Türkiye Barış Girişimi'nin düzenlediği "Barışı Kurmak"(Pêkanîna Aştıyê) başlıklı iki günlük konferasının sonuç bildirgesi açıklandı.
Bildirgede, kalıcı barışın sağlanması için sivil toplum, her etnisite ve inançtan bütün Türkiyelilerin siyasi aktörleri cesaretlendirmesi gerektiği belirtildi.
"Konferansta deneyimlerini aktaranlar, süreç adım adım ilerlerken önümüze engeller çıkabileceğini, sürecin her an provoke edilebileceğini, buna karşı da kararlı ve dirençli olunması gerektiğini anlattılar.
Bu konuda güçlüklerimiz olduğunu, tarafların geçmişin mirası olarak taşıdıkları negatif yüklerden arınmada yeterli kararlılığı gösteremediklerini biliyoruz."
Bildirgede, Türkiye'nin siyasi ve idari yapısında yapılacak reformların, özerklik kavramı ve katılımcı demokrasi bağı göz önünde alınarak yapılması gerektiğinin altı çizildi.
Kürt sorunun çözümü için ilk talepler şöyle:
* İki ay sonraki seçimlerin, milyonlarca oyu yok sayan yüzde 10 barajının gölgesinde yapılmasına itiraz ediyor, barajın derhal kaldırılmasını istiyoruz.

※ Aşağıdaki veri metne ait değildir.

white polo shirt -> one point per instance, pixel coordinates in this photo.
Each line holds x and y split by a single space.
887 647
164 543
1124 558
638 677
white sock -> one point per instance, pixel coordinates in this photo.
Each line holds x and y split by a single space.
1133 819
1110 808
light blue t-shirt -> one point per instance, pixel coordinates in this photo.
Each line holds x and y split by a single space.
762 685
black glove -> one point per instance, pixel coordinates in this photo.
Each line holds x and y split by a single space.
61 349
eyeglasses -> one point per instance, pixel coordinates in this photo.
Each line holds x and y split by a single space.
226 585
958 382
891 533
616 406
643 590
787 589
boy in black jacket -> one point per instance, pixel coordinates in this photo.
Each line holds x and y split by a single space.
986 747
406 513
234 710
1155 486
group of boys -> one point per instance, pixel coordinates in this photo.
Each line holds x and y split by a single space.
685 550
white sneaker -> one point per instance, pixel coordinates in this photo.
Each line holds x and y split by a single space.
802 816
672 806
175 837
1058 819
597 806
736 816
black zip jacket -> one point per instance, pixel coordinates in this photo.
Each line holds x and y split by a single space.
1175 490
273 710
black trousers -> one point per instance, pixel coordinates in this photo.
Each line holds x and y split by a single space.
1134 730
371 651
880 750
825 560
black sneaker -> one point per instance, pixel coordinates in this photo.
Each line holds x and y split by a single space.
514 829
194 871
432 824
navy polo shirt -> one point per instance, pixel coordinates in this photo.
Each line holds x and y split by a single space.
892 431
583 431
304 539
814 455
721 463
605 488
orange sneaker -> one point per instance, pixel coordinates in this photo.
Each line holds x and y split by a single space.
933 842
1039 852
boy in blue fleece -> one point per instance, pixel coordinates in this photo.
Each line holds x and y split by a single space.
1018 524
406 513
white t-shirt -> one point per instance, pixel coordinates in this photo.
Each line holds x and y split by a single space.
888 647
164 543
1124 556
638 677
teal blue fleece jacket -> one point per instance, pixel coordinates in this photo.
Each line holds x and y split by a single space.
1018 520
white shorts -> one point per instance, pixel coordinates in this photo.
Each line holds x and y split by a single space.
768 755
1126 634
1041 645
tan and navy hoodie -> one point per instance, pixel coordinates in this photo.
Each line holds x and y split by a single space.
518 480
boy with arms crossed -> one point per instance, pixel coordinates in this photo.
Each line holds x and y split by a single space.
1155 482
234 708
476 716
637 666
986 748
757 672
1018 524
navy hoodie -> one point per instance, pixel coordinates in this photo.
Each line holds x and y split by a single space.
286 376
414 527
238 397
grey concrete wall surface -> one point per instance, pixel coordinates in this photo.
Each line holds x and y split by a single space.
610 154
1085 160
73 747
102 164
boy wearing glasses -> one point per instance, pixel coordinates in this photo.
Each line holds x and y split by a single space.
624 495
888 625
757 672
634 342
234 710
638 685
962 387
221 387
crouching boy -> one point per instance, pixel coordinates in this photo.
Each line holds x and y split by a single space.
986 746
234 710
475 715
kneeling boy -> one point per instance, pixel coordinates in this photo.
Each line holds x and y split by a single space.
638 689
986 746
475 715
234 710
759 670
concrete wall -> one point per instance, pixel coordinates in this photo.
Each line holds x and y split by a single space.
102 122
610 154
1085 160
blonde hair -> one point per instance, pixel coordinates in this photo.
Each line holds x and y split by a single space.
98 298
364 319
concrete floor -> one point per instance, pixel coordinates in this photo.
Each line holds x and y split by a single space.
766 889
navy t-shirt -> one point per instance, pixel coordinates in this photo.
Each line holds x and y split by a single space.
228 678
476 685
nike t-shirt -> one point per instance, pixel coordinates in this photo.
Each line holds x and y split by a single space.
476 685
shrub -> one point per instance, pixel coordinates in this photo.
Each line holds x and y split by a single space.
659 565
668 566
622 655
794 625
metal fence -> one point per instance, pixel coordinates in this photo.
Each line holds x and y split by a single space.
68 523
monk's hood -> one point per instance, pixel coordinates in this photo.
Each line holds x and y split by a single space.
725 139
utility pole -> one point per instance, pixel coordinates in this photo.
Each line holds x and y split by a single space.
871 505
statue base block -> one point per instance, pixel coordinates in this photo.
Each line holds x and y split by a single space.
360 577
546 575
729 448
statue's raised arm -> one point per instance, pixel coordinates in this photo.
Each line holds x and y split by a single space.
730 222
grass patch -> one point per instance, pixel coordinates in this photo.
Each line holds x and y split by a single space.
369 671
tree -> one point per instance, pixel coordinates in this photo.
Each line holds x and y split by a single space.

* Çocuklarımızın öldürülmesini kabul etmiyor, çatışmaya son verilmesini, tüm operasyonların durdurulmasını istiyoruz.
* Seçime giren tüm siyasal partilerin anayasa taslak ve tasavvurlarını seçimler öncesinde açıklamalarını istiyoruz.
* Yeni anayasada "vatandaşlığın", etnik köken, dinsel inanç, cinsiyet, cinsiyet kimliği, cinsel yönelim, siyasal görüş ayrımı yapılmaksızın, eşit hak ve sorumluluklar temelinde, Türkiyelilik üzerinden tanımlanmasını istiyoruz.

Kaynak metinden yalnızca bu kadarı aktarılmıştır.